Sleeping Beauty: The Issue of Tying Up Your Hair When He Sleeps Over
For most women of color, tying up our hair before bed is a necessary task. From reducing breakage to maintaining our ‘do, wearing a scarf at night has a myriad of benefits for black hair. But when your man is sleeping over, all that smart logic can go out the window.
The scarf brings the attractive factor down a few notches, according to some women. “I feel like Aunt Jemima,” a woman who spoke on condition of anonymity revealed. “A scarf just doesn’t look sexy,” she added.

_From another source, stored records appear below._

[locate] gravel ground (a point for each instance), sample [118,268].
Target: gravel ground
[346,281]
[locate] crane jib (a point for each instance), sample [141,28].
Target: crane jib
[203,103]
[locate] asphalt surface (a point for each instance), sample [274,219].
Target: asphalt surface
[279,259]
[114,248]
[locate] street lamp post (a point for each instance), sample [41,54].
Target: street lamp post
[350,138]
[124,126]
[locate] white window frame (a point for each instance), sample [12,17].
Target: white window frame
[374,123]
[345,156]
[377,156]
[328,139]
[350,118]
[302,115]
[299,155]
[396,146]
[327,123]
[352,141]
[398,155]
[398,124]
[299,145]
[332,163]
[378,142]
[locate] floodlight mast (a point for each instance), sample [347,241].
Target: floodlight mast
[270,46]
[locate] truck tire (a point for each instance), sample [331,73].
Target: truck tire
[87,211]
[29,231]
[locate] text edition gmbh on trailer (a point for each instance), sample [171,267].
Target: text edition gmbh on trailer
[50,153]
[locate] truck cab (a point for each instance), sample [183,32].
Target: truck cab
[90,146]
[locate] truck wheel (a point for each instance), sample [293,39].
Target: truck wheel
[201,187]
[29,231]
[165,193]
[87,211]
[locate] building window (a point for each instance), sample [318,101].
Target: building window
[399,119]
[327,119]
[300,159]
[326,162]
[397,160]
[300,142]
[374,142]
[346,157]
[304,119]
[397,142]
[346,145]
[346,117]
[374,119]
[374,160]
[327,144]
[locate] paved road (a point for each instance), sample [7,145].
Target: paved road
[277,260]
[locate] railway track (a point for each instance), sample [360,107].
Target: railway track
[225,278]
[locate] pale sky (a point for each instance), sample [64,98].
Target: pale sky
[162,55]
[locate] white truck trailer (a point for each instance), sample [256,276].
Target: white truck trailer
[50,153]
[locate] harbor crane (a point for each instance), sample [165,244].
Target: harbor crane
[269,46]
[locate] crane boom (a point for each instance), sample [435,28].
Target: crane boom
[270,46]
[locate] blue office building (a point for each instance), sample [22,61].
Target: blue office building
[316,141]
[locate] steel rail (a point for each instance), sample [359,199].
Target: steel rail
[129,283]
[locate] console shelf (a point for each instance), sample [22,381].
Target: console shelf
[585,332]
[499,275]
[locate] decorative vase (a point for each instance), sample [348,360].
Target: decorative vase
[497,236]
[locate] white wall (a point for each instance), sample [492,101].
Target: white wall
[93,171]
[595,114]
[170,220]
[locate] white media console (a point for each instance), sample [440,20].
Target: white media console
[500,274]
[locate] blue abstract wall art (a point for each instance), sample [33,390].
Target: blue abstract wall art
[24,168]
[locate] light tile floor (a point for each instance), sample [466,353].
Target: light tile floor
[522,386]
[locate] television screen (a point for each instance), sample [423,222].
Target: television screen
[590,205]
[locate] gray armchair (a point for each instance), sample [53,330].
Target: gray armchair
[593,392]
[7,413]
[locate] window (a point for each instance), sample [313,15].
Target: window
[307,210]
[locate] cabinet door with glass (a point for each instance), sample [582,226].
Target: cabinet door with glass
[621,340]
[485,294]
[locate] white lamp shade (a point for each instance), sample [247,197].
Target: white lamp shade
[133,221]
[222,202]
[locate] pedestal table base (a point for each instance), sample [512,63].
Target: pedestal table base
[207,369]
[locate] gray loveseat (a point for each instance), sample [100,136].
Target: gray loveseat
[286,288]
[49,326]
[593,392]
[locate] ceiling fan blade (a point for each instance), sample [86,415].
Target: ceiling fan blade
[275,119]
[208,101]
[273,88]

Admittedly after a romantic night with a new boo when I’m feeling especially alluring, the last thing I want to do is grab a brush, wrap my hair and put on my leopard print scarf. Even if it means I have to sacrifice my new hairstyle in the process.
But what’s behind our aversion to wearing a scarf around a new guy? While some think it’s simply unattractive, others want to appear “perfect” and don’t want their man to see me them in their maintenance state. But I wonder, is it because these women are embarrassed that they have to wear a scarf in the first place?
A good friend of mine, who has straight hair on account of her mixed ethnicity, counts the fact that “she doesn’t have to wear a scarf,” as a source of pride. Her hair apparently isn’t damaged by cotton pillowcases and has the same look the next morning no matter how she sleeps. Scarves, she explained, are generally regarded as a need for “black hair.” And tying up your hair is evidence that you don’t fit the European standard of beauty so many of our men and women still readily embrace.